Cenas de uma cidade qualquer 7

No começo foi mistura de curiosidade e medo. Um gato explorando o móvel novo no apartamento. O carro-família devagar na avenida. Carro prateado no sol insuportável. Faca sorrindo sobre a mesa da cozinha. Temperatura ambiente criando um vácuo ao redor da família feliz. Na cidade o gavião ainda sabe onde se esconder, a não ser quando é raptado e metido no quartinho de empregada. A força vital de milhares de corpos pulsando levam o carro adiante. A cidade espalha.
Depois, quando me aproximei, foi o pânico. Meu e da família, embora só se fale dela. A família repudia a violência, defende a cidade harmoniosa. O nome disso é instituição. Filósofos vão dizer do meu ato assassino que houve alguma falha na razão, que em mim o homem regride aos estágios incivilizados e só faz o que o corpo manda. Os primeiros seres vivos eram escravos do Medo. Muito frágeis, qualquer pontinha de luz ou calor para eles era o fim. Por isso se agarravam à vida compulsivamente, matando tudo. Psicanalistas dirão do meu caso que o medo é perturbação na via da pulsão de morte, herança ancestral das bactérias que sonham se tornar pedras, depois que Freud se desiludiu com o Ocidente. Serei enfim a aberração. No carro decepado, sem brilho perto do matagal, o showman perguntará o que no mundo deu errado em mim.

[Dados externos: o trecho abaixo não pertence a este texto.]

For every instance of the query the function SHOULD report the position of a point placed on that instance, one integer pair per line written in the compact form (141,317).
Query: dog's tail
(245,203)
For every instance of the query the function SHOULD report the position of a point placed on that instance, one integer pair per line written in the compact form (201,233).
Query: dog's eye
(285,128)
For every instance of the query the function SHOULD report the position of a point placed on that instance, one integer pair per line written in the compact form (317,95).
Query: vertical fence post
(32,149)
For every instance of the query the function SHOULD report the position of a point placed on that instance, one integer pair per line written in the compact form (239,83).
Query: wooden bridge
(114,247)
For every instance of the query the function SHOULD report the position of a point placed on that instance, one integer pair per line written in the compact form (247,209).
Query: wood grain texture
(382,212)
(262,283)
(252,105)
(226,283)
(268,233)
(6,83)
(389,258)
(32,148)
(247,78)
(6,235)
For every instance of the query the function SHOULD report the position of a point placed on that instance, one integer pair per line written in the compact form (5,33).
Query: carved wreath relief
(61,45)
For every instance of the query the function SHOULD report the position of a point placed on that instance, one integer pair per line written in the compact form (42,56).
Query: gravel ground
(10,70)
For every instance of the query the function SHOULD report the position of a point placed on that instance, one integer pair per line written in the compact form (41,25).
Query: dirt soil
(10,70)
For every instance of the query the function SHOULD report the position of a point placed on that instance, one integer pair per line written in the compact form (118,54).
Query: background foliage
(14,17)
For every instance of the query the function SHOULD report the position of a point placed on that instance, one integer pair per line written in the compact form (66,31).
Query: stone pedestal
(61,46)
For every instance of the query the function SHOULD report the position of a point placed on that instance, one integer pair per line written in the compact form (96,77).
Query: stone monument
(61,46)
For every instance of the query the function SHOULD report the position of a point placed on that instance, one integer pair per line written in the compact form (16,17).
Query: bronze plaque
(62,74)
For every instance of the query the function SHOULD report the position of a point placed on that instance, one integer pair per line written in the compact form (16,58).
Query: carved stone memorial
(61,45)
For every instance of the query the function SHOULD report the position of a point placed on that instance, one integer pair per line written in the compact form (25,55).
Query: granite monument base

Daqui da janela agora assisto a passeata das crianças que pedem justiça. Justiçamento, vingança. A raiva dos vencedores alimenta a instituição. A guilhotina foi sinal de liberalidade, morte indolor. Esta janela aqui apresentada e o espaço amplo do meu quarto vêm a calhar porque jornais dizem que me enviaram a um hotel. Bárbaros não sabem economizar o freegobar. Não sei o que estou fazendo aqui, não sei se estou aqui. Meu nome é Gaúcho, estive na Ilha Grande em 1936. Um escritor achou muito natural que um macaco como eu me habituasse à cloaca: este lugar escuro, úmido, onde as pessoas se dissolvem numa pasta fedorenta, sempre teria sido meu habitat natural. Mas jura a criminologia: animais também cometem delitos. Existem felinos assassinos, que não matam somente para comer, mas por bestialidade. Em mim, a natureza fez uma curva. O carro-família é um direito sagrado. Cortei a foice todos os sonhos. Sou um enigma renegado.